I am receiving the following error:
{"error":"invalid_client","error_description":"Missing client"}
My curl headers are set:
--request POST
--header "Authorization: Basic B64 Encoded clientID:client secret (this is missing!)"
--header "Content-Type: application/x-www-form-urlencoded"
My URL is set:
https://auth.brightspace.com/core/connect/token?grant_type=client_credentials&client_assertion_type=urn:ietf:params:oauth:client-assertion-type:jwt-bearer&scope=https://purl.imsglobal.org/spec/lti-ags/scope/score https://purl.imsglobal.org/spec/lti-nrps/scope/contextmembership.readonly https://purl.imsglobal.org/spec/lti-ags/scope/lineitem&client_assertion=JWTGOESHERE&redirect_uri=https://testing.com
When registering an LTI Advantage Tool, I cannot find the client secret. It only provides the following registration details:
- Client Id
- Brightspace Keyset URL
- Brightspace OAuth2 Access Token URL
- OpenId Connect Authentication Endpoint
- Brightspace OAuth2 Audience
- Issuer
Answers
-
Hey Steve,
Thanks for raising this challenge up to our dev community. This was something I circulated internally before wanting to write a reply. What I think may be happening is malformed data being passed to the auth endpoint when requesting your token.
When you register your learning tool, you see all the value you had included in your original post:
- Client Id
- Brightspace Keyset URL
- Brightspace OAuth2 Access Token URL
- OpenId Connect Authentication Endpoint
- Brightspace OAuth2 Audience
- Issuer
And with some of those values you formulate your request. The IMS specification calls out this part of their documentation to define what you need to send: https://www.imsglobal.org/spec/security/v1p0#using-json-web-tokens-with-oauth-2-0-client-credentials-grant. The structure of what you need to send is a request with the following details:
{
"iss" : "",
"sub" : "",
"aud" : "",
"iat" : "",
"exp" : "",
"jti" : ""
}
We believe your error is a result of the values you are passing in the iss and sub fields. Both the iss and sub must equal the value of client_id from the platform. You receive that from the UI of your tool's registration.
For aud, this is also provided by the platform at tool registration. This value must be set to https://api.brightspace.com/auth/token. Please note that while we set that URL for the aud value, you are still sending the auth request as a whole to https://auth.brightspace.com/core/connect/token.

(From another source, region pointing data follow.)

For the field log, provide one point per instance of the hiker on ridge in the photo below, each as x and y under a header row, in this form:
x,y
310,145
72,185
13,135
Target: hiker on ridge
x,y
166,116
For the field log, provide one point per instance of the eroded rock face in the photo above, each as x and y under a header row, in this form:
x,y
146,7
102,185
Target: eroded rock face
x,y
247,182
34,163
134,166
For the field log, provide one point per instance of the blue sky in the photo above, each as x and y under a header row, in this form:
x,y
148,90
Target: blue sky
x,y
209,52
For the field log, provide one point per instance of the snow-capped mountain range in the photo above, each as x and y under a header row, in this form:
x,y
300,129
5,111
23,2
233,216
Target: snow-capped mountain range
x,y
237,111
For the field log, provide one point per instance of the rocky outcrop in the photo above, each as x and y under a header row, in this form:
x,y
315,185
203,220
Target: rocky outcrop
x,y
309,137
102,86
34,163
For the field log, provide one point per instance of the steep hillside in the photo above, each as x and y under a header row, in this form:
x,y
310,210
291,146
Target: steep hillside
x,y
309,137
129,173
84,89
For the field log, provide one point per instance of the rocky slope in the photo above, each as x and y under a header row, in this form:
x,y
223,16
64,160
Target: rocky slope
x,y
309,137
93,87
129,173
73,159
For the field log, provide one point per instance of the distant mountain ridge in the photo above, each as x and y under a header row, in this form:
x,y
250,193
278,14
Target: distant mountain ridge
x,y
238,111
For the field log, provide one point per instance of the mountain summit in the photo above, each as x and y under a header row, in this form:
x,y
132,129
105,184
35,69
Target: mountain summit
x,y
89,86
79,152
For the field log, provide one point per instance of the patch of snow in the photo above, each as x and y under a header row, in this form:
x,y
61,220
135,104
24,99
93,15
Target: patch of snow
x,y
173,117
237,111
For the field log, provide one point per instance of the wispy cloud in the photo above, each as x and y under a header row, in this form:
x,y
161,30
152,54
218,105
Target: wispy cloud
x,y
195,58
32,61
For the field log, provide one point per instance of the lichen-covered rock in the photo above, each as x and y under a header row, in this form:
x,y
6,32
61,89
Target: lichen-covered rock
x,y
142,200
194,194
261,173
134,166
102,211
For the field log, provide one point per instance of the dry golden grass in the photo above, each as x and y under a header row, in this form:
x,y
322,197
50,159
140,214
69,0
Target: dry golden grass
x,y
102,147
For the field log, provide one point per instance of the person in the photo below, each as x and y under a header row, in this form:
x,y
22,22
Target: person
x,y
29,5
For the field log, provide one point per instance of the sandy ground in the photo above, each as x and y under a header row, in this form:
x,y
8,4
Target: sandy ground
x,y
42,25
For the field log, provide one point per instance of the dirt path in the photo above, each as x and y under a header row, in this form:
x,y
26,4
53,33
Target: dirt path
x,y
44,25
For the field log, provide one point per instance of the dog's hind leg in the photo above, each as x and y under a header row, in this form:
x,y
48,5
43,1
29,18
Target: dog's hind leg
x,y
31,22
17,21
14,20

ian = your timestamp for the JWT
exp = the timestamp for JWT expiration
jti = a unique identifier
Try replacing some of the values coming over in your request and let me know if that does the trick for you!
-
Hi Jordan,
Thanks for the quick response. That got me through the "Missing client!" error.
Now I am running into a new error:
{"error":"invalid_grant","error_description":"Client is not authorized to set a 'kid' claim"}
If I remove the kid claim from the signed jwt, I get the following error:
{"error":"invalid_grant","error_description":"Error validating assertion: KeyId not found in token"}
We need the kid because we cycle our jwks monthly.
-
Hey Steve,
Hmmm tricky. Have you tried running and comparing your requests to the IMS Reference Implementation, or the 1.3 Tsugi test tool? With those working test tools perhaps it will be easier to get your requests working when compared directly to those.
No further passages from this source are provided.